Fifth Sunday of Lent
Some of the strongest friendships I have today are those I formed with my classmates in college seminary, and I think this is primarily because we had more in common than our interests in playing sports or other games and hobbies—we shared a strong faith in Christ and a desire to serve the Church. Not all of my friends ended up being called to the priesthood, many of them felt called to marriage instead, but our friendship has remained strong because our love for God continues to unite us. Since being ordained a priest I have experienced this blessing of friendship with many people—I have had the opportunity to share with others in the difficult and beautiful event of their lives. If it weren’t for our faith in Christ, I probably would not have the opportunity to get to know so many wonderful people who enrich my life and have challenged me to grow.
Jesus Christ finds ways of uniting people together in His name, and it’s clear that our Lord was intent on this mission even to the end, especially when he said, “When I am lifted up from the earth, I will draw everyone to myself.” Whether in life or death, Jesus sought to draw all people to Himself in love.
This is fitting when the Gospel recounts some Greeks approached Jesus’ disciple, Philip, with the simple request: “We would like to see Jesus.” Such a request wasn’t new for the Apostle Philip, for earlier in Jesus’ ministry, Nathanael had approached Philip inquiring about Jesus, and Philip simply invited him, saying: “Come and see.” We shouldn’t see this act of “seeing Jesus,” merely as a matter of coming to look at a person, like we might treat wanting to see a national landmark or a historic site, like “I saw the Grand Canyon or I saw Mount Rushmore…,” rather “to see Jesus” is to encounter Him and be changed by Him.

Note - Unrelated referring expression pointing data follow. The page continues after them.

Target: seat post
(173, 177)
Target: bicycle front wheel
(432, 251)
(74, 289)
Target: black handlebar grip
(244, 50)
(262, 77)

It is the same disposition we want to have when we approach prayer—your openness to let God into your heart and direct your life.
One example of this encounter is illustrated by the conversion of the chief tax collector, Zacchaeus, who could not visibly see Jesus because of the crowd, so he climbed the sycamore tree for a better vantage point. Jesus looked upon him and the following dialogue led to Zacchaeus’ conversion where Jesus joyfully proclaimed, “Today salvation has come to this house.” More than catching a glimpse of Jesus, Zacchaeus desired a deep encounter with Him.
“We would like to see Jesus”—we would like not just to go by appearances, but comprehend the mystery of a person, we want to reach the depths of the heart in our relationship with Jesus. This type of encounter expresses something universal in every human heart, but the reality is that many people have heard of Christ, but have not yet encountered Him.
The full realization of who Jesus is and what He is about is revealed on the Cross—for there we see clearly the depth of His love for us. Jesus doesn’t tell us with words, but through suffering and death, He shows us the extent of His sacrifice and love.
Let’s never stop desiring to see Jesus, for whether we experience suffering or joy in our lives, trust that Jesus has the power, and the desire, to draw all people to Himself.
Reflection Question: What are the ways you are called to encounter the Lord and allow Him to change your heart?